Après Addis-Abeba, pensons dialogue

La signature, annoncée avec fracas et attendue avec une certaine fébrilité, de l’Accord cadre relatif au retour de la paix dans la partie Est de la République Démocratique du Congo, appartient désormais au passé. Mais la partie la plus importante, la plus délicate, de cet accord, reste maintenant sa mise en pratique.

Même à l’église, l’Amen ne garantit pas l’application par les fidèles des recommandations du pasteur, encore qu’aucune garantie n’est assurée quant au respect par le pasteur lui-même de tout ce qu’il débite sur la chaire. Dans le domaine politique, où la morale n’est jamais un critère d’acceptation, c’est encore pire. Les bonnes intentions ne manquent pas, des esprits élevés disposés à les appliquer correctement, tel que convenu, ne sont pas non plus une espèce disparue. Mais les réalités qu’offre la pratique de la politique, et cela à travers le monde, requièrent toujours, de la part des observateurs avertis, de la circonspection.

L’Accord qui a été signé à Addis-Abeba a mérité d’être salué par tous ceux que les questions de la RDC intéressent. Il appartient à présent à tous les signataires de respecter effectivement les engagements ainsi pris devant le représentant et patron de l’organisation mondiale, et de veiller à la stricte application des résolutions prises.

Mais il appartient surtout à la RDC, principale concernée, de prendre le taureau par les cornes en ôtant aux uns et aux autres les éventuelles raisons pouvant habiller les futurs appétits pyromanes.

Alors que se poursuivent encore les pourparlers Gouvernement-M23 à Kampala, l’actualité nationale congolaise polarisée quelques temps par la capitale éthiopienne revient sur le dialogue national qui prend de plus en plus corps au fil des jours.

En effet, à l’intérieur comme à l’extérieur du pays, la plupart de ceux qui critiquent la gestion actuelle de la RDC évoquent la bonne gouvernance. Certains d’entre ces critiques le disent en connaissance de cause. Mais pour bien d’autres, il ne s’agit-là que d’un nouveau vocabulaire politique, alléchant, qui montre qu’on est branché. La bonne gouvernance est un terme globalisant, qui a plusieurs points en son sein, et qui peut se résumer par la realpolitik.
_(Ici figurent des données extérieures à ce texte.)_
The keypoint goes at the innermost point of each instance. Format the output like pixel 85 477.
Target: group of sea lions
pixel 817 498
Les uns et les autres veulent voir un Congo gouverné autrement, faisant réellement participer la population aux efforts vers l’émergence, condamnant les antivaleurs, punissant réellement les mauvais citoyens afin de les corriger et d’amener les autres à un respect effectif du bien public. Un Congo dépouillé du clientélisme, du favoritisme, du régionalisme, du tribalisme et qui fait plutôt l’apologie de la méritocratie. Un Congo dans lequel la justice distributive cessera d’être un terme tabou pour devenir une évidence.

Le dialogue ne doit pas constituer un piège pour le peuple, celui d’amener les acteurs politiques de tous bords à se retrouver finalement dans une messe noire devant conduire au tripatouillage de la Constitution. C’est en cela que constitue le souci de sauver la démocratie. Personne n’a le droit de chier sur tous les efforts consentis depuis plus de deux décennies maintenant. On ne doit pas avoir la mémoire courte. Nul ne doit cracher sur cette importante marée de sang, dont la quantité ne sera jamais appréciée à sa juste valeur, qui a accompagné la naissance de la démocratie dans notre pays.

La RDC a pris l’engagement de se lancer véritablement sur les voies devant la faire entrer dans le cercle des pays émergents. Elle doit résolument s’y mettre au lieu de rester dans des discours. Le vœu formulé en direction de différentes personnes qui prendront part au futur dialogue national se résume en trois points essentiels : évitons le piège, sauvons la démocratie et pratiquons enfin la bonne gouvernance.

Le dialogue doit être un lieu d’échange des idées pour le réajustement de ce qui trébuche car le pays appartient à tous les Congolais, perdants comme vainqueurs de 2011. Mais il serait indigeste, même glissant, que certains y aillent en pensant à leur repositionnement.

Les élections doivent demeurer le seul mode d’accès au pouvoir. Dialoguons, entre autres, en cogitant sur les mécanismes d’empêchement de la fraude électorale puisque c’est apparemment la véritable pierre d’achoppement. Apportons nos idées pour la formation d’une armée véritablement républicaine, forte, persuasive autant que dissuasive. Un si grand pays doit impérativement se doter d’un système de défense conséquent. La souveraineté, on ne la proclame pas. Après l’avoir acquise, on la défend. Il n’y a pas à se leurrer. Les rapports des nations entre elles sont et resteront éternellement ceux de force. Les larmes sont bonnes pour les faibles. Mais les faibles ne sont pas condamnés à le demeurer. Plus que jamais, la survivance appartient aux plus aptes. Et le Congo a tout pour être apte.